My mother likes to tell a story about a time when she was playing a children’s card game with a few of my siblings. Each card had an ability, and the object of the game was to use your cards' abilities to attack your opponents' cards until they lost their hand. There was one type of card that was particularly valuable, because it made its holder temporarily invulnerable to attack. For this reason, any player who got their hands on one of these cards would treasure it above all else. But one of my sisters played differently. Whenever she came across one of these cards, she found a way to give it away to whichever opponent she thought most needed it.
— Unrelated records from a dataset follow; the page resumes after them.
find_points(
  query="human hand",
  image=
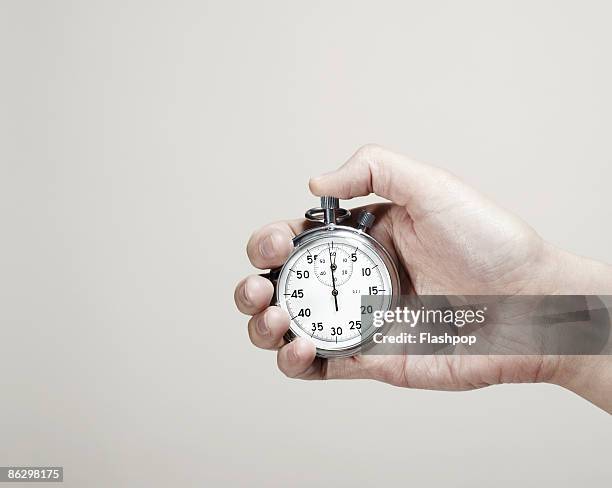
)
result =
(447, 239)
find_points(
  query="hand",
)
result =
(447, 239)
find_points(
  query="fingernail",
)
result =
(266, 247)
(246, 292)
(294, 353)
(262, 327)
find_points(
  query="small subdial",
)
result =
(333, 266)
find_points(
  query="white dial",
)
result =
(322, 284)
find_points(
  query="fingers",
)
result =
(270, 246)
(253, 294)
(267, 328)
(297, 360)
(372, 169)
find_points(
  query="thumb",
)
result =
(419, 187)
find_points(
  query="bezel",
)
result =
(352, 346)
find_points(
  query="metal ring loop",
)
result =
(316, 214)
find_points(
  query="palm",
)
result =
(434, 259)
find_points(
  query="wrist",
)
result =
(587, 376)
(563, 273)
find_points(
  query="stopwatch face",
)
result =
(321, 287)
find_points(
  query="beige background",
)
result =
(142, 142)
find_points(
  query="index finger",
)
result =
(270, 246)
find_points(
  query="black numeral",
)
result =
(317, 326)
(355, 324)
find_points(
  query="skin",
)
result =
(447, 239)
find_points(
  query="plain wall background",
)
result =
(142, 142)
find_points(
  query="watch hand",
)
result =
(332, 266)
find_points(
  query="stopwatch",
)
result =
(324, 281)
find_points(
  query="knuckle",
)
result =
(368, 152)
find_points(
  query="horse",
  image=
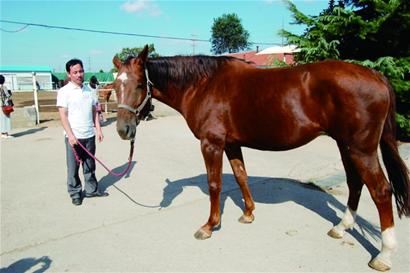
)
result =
(229, 103)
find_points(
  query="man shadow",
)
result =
(268, 190)
(28, 264)
(29, 132)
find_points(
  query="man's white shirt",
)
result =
(79, 103)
This strategy mortified my mother. She tried repeatedly to explain the rules of the game to her daughter, to point out to her that she was only sabotaging herself by giving her most valuable cards away. But my sister didn't care; she understood the rules, but she simply liked giving the cards away. She found the way everyone else played the game to be a bit too zero-sum, so she chose to play in her own way. Whether or not the game’s rules crowned her the winner, she would be happy, because she found joy in the way she played the game.
In the end, my sister won the game. When my mother tells this story, she kind of just ends it there, with an incredulous expression ("Can you believe it?"). She remains mystified by her daughter's play-style, but you can tell that she was somehow affected by it, because she keeps telling the story. And every time she tells it, she's beaming with pride.